A former SF Bd of Supervisors President is now the SF Bd of Supervisors President again?
SF’s term limit law is way too generous.
It needs to be amended to be like the term limit on US Presidents.
And it should apply to all elected officials in SF in all three branches of local government.
Executive,
Legislative,
Judicial.
I was an unflinching supporter of Peskin’s for many years. This often meant defending him and his record to friends and acquaintances because his reputation is horrible.
But recently, he has lurched to the right, politically. His approval of the law giving police access to private security video was the first indication. And his shameful anti-trans drivel against Honey Mahogany and his support for Matt Dorsey is also an indication of how he was veered to the right. Honestly, it seemed so out of character I thought that maybe he was being pressured by someone who has compromising photos of him or something, but he seems to be enjoying his newfound for support for SF’s political right and authoritarianism.
So it is no wonder that he got the support from the conservative members of the BOS. It is so sad seeing this transformation.
Both Mandelman, Wiener’s “Mini Me,” and the emergent Peskin 3.0 instar are products of the collapse of progressive critical mass, which gives electeds no reason, no energy, no backing for them to take risks against power.
The only progressivism on display here is patronage poverty charity.
Remember when Ronen called out her political base to attack DSA Afro Socialists who dared to protest at her home, calling on her to follow through on her support to defund SFPD? That’s their true colors. Talk left, deliver for power in exchange for poverty charity crumbs while the entirety of politics ratchets inexorably rightward.

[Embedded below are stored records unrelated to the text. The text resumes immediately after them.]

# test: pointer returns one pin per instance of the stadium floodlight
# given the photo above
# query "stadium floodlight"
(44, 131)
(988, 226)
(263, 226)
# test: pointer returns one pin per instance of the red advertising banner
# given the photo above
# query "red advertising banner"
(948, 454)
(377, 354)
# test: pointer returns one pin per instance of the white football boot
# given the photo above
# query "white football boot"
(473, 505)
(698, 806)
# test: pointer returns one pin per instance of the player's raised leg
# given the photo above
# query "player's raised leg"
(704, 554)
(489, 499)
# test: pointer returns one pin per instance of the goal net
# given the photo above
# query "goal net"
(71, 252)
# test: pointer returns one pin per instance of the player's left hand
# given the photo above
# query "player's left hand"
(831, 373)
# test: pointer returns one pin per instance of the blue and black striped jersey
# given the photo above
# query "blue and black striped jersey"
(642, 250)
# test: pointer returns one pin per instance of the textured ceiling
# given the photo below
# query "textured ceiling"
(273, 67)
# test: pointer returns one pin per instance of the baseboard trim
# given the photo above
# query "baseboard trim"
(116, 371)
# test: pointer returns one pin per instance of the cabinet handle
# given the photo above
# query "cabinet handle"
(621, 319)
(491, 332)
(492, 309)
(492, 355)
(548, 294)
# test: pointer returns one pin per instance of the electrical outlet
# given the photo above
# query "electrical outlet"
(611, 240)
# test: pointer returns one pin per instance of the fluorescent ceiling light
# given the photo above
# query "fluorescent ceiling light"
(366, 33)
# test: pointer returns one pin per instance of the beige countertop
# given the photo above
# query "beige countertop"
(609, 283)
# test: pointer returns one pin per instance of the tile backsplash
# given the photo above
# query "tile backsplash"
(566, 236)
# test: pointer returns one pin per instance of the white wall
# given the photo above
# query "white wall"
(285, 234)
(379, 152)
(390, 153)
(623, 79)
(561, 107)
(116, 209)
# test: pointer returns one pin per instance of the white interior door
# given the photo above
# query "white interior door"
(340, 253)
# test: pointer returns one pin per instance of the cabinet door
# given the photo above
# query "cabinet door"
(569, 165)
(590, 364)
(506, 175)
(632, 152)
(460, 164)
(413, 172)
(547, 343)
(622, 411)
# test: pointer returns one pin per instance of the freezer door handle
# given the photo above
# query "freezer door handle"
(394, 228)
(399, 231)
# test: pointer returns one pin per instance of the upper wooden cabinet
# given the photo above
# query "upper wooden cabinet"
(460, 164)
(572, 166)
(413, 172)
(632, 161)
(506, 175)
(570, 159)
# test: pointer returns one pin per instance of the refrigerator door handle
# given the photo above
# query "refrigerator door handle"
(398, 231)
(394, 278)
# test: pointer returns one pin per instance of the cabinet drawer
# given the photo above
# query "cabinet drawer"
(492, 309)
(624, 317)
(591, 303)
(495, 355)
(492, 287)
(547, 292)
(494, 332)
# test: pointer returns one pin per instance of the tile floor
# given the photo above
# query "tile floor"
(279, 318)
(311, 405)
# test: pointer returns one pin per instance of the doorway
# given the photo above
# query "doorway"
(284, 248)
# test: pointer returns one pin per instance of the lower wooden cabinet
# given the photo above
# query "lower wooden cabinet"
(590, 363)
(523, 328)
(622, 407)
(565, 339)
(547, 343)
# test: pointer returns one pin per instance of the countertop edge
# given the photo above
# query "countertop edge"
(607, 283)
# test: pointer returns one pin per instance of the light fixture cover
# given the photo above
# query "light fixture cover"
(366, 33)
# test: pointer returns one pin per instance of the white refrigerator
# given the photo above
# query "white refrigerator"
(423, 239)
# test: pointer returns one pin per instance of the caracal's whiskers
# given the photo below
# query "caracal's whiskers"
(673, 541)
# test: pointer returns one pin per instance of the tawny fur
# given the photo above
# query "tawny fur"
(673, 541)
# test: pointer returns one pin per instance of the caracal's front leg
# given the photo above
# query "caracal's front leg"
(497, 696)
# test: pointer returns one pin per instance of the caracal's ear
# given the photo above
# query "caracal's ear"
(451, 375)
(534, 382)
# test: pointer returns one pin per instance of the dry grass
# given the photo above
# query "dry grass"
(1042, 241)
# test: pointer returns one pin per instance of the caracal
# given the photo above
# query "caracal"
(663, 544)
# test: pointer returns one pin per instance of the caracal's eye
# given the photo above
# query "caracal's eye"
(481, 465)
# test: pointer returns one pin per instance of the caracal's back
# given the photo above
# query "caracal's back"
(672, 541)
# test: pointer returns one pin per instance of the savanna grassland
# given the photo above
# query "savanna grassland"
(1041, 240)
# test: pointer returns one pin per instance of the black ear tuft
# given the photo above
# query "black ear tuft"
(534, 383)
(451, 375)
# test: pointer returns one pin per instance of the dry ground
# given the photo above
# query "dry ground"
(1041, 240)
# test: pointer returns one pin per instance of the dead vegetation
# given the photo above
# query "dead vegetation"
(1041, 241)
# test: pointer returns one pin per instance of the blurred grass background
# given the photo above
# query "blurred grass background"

Rightward toward the ‘common sense’ middle is what we need right about now. Progressives’ policies and annoying woke-tude have failed to address the city’s biggest challenges.
Marc,
I agree all the way up to a demonstration at any official’s home.
Cross dis dawg’s line.
I hope Preston or Ronen run for Mayor.
Otherwise and the creek don’t rise?
Looks like Peskin in 2024 !!
Be real, my friend, the Progs Classic model Gonzalez and Boudin are staying in the Garage of History.
h.
Myrna Melgar would be an excellent board President. I am sorry she isn’t running for the position.
“San Francisco is a place that often substitutes politics for governance”… so right you are Joe. Ineffective, cumbersome policies and no execution even when well thought out.
Let’s seen how the circus plays out. Fingers crossed this is the year our local government gets on track.